If that is what mankind wants, so be it. But fortunately there are some who see things from a different perspective.
Mario Cesare, game ranger extraordinaire, curator, innovator, tireless fighter and compassionate friend of all things furred and feathered, stands like a rock against the powers of evil.
An amazing life story sees him learn his trade at Timbavati and Mala reserves to the Olifants River where, bordering the Kruger National Park, as warden, he fights an incessant daily battle on behalf of the Big 5, with ruthless poachers.
Saving rhinos has become a mission – it is neither an easy or pretty tale he recounts in his third and latest book
What I like most about this fascinating work is it can be opened at any of the 32 chapters, or stories; each a compelling account of something vibrant, alive (sometimes dead), all in his beloved Limpopo bushveld.
One tale I appreciated (probably no less than the rest) was how the author described a rogue elephant being dissuaded from raiding (gardens) by the introduction of bee hives – tuskers are not partial to bees. Cesare’s earlier memoir,
became a best seller about lessons on conservation, followed by a testimony to man’s best friend.

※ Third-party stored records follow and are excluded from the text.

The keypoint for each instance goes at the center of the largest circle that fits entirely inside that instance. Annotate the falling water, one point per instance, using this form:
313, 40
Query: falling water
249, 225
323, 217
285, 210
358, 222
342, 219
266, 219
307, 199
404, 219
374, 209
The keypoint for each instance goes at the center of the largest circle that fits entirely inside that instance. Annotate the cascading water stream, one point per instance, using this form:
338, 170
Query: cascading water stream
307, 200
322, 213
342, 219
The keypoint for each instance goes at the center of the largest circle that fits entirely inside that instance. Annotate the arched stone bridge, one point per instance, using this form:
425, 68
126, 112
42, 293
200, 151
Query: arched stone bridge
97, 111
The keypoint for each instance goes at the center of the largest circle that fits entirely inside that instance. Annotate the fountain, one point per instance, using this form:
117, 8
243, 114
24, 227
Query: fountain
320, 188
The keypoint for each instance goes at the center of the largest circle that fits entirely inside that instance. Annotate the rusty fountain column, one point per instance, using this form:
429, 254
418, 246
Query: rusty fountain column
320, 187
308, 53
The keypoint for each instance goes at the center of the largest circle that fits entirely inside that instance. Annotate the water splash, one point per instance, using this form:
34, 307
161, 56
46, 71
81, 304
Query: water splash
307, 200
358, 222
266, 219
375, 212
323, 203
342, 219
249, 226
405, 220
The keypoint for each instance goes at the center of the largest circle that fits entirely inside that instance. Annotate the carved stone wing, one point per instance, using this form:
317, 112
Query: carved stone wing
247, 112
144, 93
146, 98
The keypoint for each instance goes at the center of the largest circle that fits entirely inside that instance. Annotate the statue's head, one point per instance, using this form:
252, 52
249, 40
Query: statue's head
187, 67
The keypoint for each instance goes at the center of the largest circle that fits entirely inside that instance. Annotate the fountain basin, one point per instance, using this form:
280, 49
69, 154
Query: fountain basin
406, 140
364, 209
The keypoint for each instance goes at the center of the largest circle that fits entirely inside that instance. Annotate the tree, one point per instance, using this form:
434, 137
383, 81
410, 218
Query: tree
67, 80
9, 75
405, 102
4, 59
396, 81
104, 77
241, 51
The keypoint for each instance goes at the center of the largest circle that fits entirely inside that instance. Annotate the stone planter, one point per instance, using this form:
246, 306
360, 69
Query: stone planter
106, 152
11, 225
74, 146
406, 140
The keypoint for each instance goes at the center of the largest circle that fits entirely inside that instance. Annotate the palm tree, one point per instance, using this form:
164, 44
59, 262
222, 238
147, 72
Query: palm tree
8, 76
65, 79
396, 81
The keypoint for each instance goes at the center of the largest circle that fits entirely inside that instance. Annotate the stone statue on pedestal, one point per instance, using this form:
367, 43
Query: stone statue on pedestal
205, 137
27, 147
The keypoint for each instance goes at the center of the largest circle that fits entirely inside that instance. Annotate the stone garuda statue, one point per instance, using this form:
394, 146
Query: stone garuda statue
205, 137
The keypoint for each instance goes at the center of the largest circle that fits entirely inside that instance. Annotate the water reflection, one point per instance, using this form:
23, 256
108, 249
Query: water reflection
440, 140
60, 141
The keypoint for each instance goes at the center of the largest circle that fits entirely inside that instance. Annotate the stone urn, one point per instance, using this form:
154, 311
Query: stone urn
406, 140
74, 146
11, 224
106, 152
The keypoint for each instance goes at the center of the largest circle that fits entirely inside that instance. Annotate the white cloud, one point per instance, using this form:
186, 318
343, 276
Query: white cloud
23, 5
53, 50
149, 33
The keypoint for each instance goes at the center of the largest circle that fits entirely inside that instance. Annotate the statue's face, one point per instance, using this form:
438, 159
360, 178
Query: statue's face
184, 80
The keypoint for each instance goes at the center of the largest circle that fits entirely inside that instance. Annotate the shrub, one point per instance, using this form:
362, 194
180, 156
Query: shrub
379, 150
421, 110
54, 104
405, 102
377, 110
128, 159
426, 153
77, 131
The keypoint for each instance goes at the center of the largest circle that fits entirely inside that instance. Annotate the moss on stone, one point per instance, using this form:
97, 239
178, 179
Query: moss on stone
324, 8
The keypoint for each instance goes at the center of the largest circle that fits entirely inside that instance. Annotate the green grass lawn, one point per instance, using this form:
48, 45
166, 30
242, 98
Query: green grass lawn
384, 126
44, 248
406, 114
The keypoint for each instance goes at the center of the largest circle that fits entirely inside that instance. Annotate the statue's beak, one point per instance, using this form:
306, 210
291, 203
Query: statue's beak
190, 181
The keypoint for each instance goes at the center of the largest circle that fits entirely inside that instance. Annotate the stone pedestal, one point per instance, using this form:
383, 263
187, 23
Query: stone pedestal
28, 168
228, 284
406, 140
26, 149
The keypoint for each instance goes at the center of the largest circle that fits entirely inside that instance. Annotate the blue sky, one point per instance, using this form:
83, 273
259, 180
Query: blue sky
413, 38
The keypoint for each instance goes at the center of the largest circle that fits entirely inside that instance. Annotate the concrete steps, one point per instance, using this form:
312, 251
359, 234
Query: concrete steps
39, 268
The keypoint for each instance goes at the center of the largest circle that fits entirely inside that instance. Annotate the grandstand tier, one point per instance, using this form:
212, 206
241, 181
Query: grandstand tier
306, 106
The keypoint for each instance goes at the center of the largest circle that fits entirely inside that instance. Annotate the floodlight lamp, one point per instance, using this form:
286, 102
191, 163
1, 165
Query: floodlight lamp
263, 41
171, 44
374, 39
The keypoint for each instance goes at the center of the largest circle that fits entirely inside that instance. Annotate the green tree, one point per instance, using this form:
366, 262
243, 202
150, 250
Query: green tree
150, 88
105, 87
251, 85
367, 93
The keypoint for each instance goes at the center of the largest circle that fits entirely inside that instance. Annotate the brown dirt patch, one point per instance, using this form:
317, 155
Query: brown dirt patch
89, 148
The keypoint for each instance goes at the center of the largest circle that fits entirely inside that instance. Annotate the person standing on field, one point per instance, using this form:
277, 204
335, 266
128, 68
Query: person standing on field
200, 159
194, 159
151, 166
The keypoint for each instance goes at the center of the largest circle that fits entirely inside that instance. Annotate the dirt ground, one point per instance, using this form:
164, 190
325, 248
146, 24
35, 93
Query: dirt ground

The tenor of the work becomes clear in the introduction where Cesare says, “…I have become a streetfighter… to mix it with brutal killers spawned in the gutters of humanity…”
Throughout, defeat and disaster, frustration and futility vie with achievement, pride, success and hope; there is no real winner, so finely balanced is the battle with those who would destroy to satisfy ignorant beliefs and gargantuan greed.
The author devotes a chapter to an allwomen anti-poaching unit – the Black Mambas and space to the training of a Belgian Malinois (like a German Shepherd) dog named Saba – now an expert in the art of tracking poachers and the forerunner of canine units bred and trained for that specific purpose.
To Cesare the most precious reward is the saving of an animal; no praise can be enough for such a humanitarian.
Readers will be sad then exult, cheer, then weep – no one says it’s a fairy-tale read – Cesare wouldn’t have it any other way.